Archive for the ‘Zeitung’ Category

Wie Zeitungen die Konjunktur hochschreiben


16 Sep

Hipp hipp hurra: Alles ist wieder gut! Waren die deutschen Zeitungen das komplette vergangene Jahr im Hauptsacheverfahren damit beschäftigt, eine Wirtschaftskrise herbeizuzitieren, zu verstärken und mit „Krisen-Tickern“ und Horrorszenarien nach Möglichkeit zu verschärfen, so hat nun irgendein Schriftleiter das Kommando zum Zurückrudern gegeben. Vielleicht war es ja der Schriftleiter des Kölner Stadtanzeigers, denn dort ist heute unter der Überschrift „Konjunktur zieht wieder an“ zu lesen:

Die Essener Wirtschaftsforschungsinstitut RWI hat seine Konjunkturprognose für das laufende Jahr angehoben. Statt mit einem Minus von 6,4 Prozent rechnen die Forscher nur noch mit einem Minus von 5 Prozent.

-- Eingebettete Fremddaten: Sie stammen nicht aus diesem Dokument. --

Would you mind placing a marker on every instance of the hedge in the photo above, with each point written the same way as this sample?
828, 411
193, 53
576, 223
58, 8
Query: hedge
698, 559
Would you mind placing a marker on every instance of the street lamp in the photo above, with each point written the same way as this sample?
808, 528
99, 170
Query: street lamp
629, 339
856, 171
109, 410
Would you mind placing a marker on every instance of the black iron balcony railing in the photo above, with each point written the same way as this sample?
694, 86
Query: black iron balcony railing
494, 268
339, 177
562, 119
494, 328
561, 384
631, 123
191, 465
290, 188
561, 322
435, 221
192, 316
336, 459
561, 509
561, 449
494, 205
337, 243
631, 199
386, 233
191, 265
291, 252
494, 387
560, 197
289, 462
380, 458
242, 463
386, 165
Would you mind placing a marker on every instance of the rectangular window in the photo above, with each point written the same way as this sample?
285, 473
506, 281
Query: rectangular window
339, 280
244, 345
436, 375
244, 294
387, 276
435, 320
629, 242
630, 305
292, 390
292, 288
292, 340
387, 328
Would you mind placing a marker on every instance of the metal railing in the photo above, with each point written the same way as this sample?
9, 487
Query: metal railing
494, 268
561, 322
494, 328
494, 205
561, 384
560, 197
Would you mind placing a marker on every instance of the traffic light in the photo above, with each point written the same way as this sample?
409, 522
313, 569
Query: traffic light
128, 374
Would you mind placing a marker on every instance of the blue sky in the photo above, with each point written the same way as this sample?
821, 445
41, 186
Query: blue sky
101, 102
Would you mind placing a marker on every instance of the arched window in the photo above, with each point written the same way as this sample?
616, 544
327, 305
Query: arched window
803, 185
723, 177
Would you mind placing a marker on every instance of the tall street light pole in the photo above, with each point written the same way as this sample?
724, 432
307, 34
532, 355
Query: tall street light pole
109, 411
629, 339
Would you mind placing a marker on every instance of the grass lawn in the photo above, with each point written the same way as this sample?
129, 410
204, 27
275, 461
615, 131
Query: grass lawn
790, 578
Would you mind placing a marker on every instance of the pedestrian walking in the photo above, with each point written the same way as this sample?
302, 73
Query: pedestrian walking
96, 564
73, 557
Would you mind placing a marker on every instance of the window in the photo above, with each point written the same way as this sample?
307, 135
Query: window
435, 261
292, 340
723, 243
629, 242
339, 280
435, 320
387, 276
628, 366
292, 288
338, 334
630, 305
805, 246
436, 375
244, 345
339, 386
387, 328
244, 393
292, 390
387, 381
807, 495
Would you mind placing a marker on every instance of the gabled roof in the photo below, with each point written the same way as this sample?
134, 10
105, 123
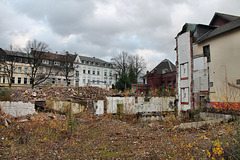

Allerdings: Von einer „Besserung“ kann hier wohl nicht die Rede sein.Dass ein Minus von 5 % „besser“ ist als ein solches von 6 %, ist eine Rechnung, die selbst Milchbuben und -mädchen zur Ehre gereichen würde, allein ein Minus bleibt ein Minus und die wirtschaftliche Kennziffer wird darob im laufenden Jahr nach wie vor „schlechter“, und zwar drastisch. Alles andere sind Mätzchen. Das hat auch der kluge Analytiker von Telepolis konstatiert, wo er schrieb:

Man nehme: Statistische Tricks, eine fantasievolle Bilanzführung, schuldenfinanzierte Konjunkturprogramme und Billionen zur Generierung einer erneuten Spekulationsblase – und schon ist die Weltwirtschaftskrise scheinbar überwunden.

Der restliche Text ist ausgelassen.